The efficacy of cold plasma in a pre-clinical model of various cancer types such as lung, bladder, breast, head, neck, brain and skin has been demonstrated. Both in-vitro and in-vivo studies revealed that cold plasmas selectively kill cancer cells. It was shown that: (a) cold plasma application selectively eradicates cancer cells in vitro without damaging normal cells. (b) Significantly reduced tumor size in vivo. The two best known cold plasma effects, plasma-induced apoptosis and the decrease of cell migration velocity can have important implications in cancer treatment by localizing the affected area of the tissue and by decreasing metastasic development. In addition, cold plasma treatment has affected the cell cycle of cancer cells. In particular, cold plasma induces a 2-fold increase in cells at the G2/M-checkpoint in both papilloma and carcinoma cells at ~24 hours after treatment, while normal epithelial cells did not show significant differences. It was shown that reactive oxygen species metabolism and oxidative stress responsive genes are deregulated.
Effects related to plasma-activated media will be discussed. In particular, recent study shows that by altering the concentration of fetal bovine serum in Dulbecco’s modified Eagle’s medium and the temperature to store CAP stimulated media, controllable strategies to harness the stimulated media can be developed.

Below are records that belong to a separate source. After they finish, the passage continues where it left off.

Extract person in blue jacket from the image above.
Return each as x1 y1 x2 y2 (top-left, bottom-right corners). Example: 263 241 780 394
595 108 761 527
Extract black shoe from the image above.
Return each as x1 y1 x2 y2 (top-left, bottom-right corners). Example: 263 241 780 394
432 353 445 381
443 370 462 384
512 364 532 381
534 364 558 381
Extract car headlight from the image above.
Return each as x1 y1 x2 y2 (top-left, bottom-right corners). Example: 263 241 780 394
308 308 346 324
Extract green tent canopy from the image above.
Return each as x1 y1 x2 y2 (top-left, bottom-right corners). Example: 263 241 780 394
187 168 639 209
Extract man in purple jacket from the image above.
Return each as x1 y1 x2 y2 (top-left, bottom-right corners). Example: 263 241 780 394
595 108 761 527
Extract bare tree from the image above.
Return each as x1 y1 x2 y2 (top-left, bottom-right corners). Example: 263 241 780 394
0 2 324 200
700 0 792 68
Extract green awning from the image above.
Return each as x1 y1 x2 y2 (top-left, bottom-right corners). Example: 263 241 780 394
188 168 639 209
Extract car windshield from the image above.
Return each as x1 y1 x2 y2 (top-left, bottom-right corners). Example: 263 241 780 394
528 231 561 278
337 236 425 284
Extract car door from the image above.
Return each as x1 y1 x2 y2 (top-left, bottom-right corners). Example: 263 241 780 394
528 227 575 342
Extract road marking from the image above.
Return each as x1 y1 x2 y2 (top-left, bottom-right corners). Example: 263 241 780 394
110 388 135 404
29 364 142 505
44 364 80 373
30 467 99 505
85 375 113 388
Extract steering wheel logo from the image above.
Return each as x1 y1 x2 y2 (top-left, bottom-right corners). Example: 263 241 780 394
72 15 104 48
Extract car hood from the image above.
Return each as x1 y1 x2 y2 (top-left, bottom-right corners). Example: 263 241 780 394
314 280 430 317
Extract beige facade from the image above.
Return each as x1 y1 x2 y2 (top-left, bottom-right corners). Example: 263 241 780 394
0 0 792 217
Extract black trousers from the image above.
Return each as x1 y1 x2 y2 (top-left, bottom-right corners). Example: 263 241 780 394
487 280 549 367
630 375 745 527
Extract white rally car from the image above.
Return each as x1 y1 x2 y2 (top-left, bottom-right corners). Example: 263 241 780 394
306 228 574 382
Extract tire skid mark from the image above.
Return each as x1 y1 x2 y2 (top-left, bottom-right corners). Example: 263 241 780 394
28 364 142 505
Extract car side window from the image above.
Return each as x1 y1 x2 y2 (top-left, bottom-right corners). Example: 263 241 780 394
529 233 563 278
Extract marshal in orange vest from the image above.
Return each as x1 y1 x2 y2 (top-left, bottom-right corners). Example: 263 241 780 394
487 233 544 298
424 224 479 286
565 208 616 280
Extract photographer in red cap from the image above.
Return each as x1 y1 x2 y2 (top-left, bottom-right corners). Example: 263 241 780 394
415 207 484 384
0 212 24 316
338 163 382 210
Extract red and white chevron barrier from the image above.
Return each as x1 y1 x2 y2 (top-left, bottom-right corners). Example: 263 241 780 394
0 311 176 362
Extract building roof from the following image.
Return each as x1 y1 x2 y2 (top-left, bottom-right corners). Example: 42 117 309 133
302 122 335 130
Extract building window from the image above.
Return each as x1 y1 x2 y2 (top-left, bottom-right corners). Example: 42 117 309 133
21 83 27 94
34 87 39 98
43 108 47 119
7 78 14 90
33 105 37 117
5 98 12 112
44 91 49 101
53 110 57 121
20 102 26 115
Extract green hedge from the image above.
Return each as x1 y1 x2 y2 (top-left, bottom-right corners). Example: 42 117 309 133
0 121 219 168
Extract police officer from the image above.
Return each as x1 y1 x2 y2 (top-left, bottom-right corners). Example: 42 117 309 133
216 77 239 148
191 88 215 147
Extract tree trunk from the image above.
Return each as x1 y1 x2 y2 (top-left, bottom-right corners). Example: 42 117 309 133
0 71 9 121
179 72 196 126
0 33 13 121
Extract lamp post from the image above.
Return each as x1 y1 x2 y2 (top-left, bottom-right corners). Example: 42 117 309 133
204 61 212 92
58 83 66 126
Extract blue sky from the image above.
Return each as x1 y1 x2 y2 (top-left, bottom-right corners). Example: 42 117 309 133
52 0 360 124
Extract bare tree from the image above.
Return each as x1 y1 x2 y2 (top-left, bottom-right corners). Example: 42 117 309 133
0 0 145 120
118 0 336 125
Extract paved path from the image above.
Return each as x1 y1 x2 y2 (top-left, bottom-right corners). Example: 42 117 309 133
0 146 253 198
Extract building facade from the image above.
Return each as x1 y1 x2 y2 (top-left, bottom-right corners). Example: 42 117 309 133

Tumor growth and its response to plasma treatment were simulated using a three-dimensional hybrid discrete– continuum model. The results compare untreated and treated tumors of varying sizes by measuring spatiotemporal data to predict trends of tumor evolution. The simulation results show that the treated tumor death, irrespective of tumor volume, follows an exponential decay and that the untreated tumor follows an expected growth pattern.
About the Speaker
Michael Keidar is the Professor of Mechanical and Aerospace Engineering and Neurological Surgery at the George Washington University. He received the M.Sc. degree with honors (focus area: Electric Propulsion) from Kharkov Aviation Institute, Kharkov, Ukraine, in 1989 and the Ph.D. degree from Tel Aviv University, Tel Aviv, Israel, in 1997 (focus area: Plasma Physics). He was a Fulbright Fellow with Lawrence Berkeley National Laboratory, Berkeley, CA, a Research Associate with Cornell University, Ithaca, NY, and a Research Scientist and Adjunct Professor with the University of Michigan, Ann Arbor. Currently, he currently is Professor with George Washington University, Washington, DC. His research concerns advanced spacecraft propulsion, plasma-based nanotechnology, plasma-material interactions, and plasma medicine. He has authored over 180 journal articles and author of textbook “Plasma Engineering: from Aerospace and Nano and Bio technology” (Elsevier, March 2013).
Prof. Keidar serves as an Editor-in-chief of Graphene, member of Editorial Board of Scientific Reports (Nature) and member of editorial board of half dozen of journals, Guest Editor of the IEEE TRANSACTIONS ON PLASMA SCIENCE, Physics of Plasmas, J. Phys. D. He is also Director of GW Institute for Nanotechnology. He is Fellow of APS, Associate Fellow of AIAA.